Which One Should You Use?
| Feature | Spouse contribution | Contribution splitting |
|---|---|---|
| Source of money | New after-tax money from you | Your existing concessional contributions |
| Main benefit | Up to $540 tax offset + boosts spouse’s balance | Rebalances a couple’s super without new cash |
| Counts against | Spouse’s non-concessional cap | Already counted in your concessional cap when made |
| Best when | Spouse is low- or non-earning | You have strong concessional contributions to share |
Many couples use both over time: contribution splitting to steadily rebalance the higher earner’s contributions, and spouse contributions in years when the lower earner’s income is low enough to trigger the offset.
A Couple’s Strategy Over Time
The two rules work best as part of a long-term approach rather than a one-off.

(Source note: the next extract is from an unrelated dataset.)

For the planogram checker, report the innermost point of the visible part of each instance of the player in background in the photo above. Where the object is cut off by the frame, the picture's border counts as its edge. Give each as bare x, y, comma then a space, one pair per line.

A common pattern for couples with uneven incomes looks like this:
- During working years, the higher earner uses contribution splitting to steadily move a share of their concessional contributions to the lower earner, keeping the two balances from drifting too far apart.
- In years the lower earner’s income is very low — parental leave, study, part-time work — the higher earner makes a spouse contribution to capture the up-to-$540 tax offset.
- Approaching retirement, the couple checks that neither balance is so large it wastes a transfer balance cap, adjusting contributions or considering a downsizer contribution to top up the smaller account.
Done consistently, this can shelter more of the couple’s combined savings in the tax-free retirement phase and improve their overall after-tax retirement income.
Why Two Balanced Accounts Can Beat One Large One
Because each person has their own transfer balance cap ($2.1 million for 2026–27), a couple with two moderate balances can move more into tax-free retirement pensions than a couple with one very large balance and one small one. Amounts above an individual’s cap must stay in the accumulation phase, where earnings are taxed at up to 15%. Evening up balances during the working years is the simplest way to make full use of both caps later — and spouse contributions and splitting are the main tools for doing it. This is a genuine, if often overlooked, part of household retirement planning.
Considerations and Pitfalls
- Check the income thresholds. The spouse offset phases out as your partner’s income rises; confirm the current thresholds at ato.gov.au.
- Splitting has timing rules. You usually apply after the end of the financial year in which the contributions were made — do not leave it too late.
- Caps still apply. Spouse contributions use your partner’s non-concessional cap; splitting does not create extra concessional room.
- Define “spouse” correctly. The rules cover married and de facto partners, but not all situations — check eligibility.
For couples thinking bigger picture, these strategies work alongside the downsizer contribution, the government co-contribution, and your overall target for how much super you need to retire.
This article is general information only and not financial or tax advice; consider your own circumstances and speak to a licensed adviser or the ATO before acting.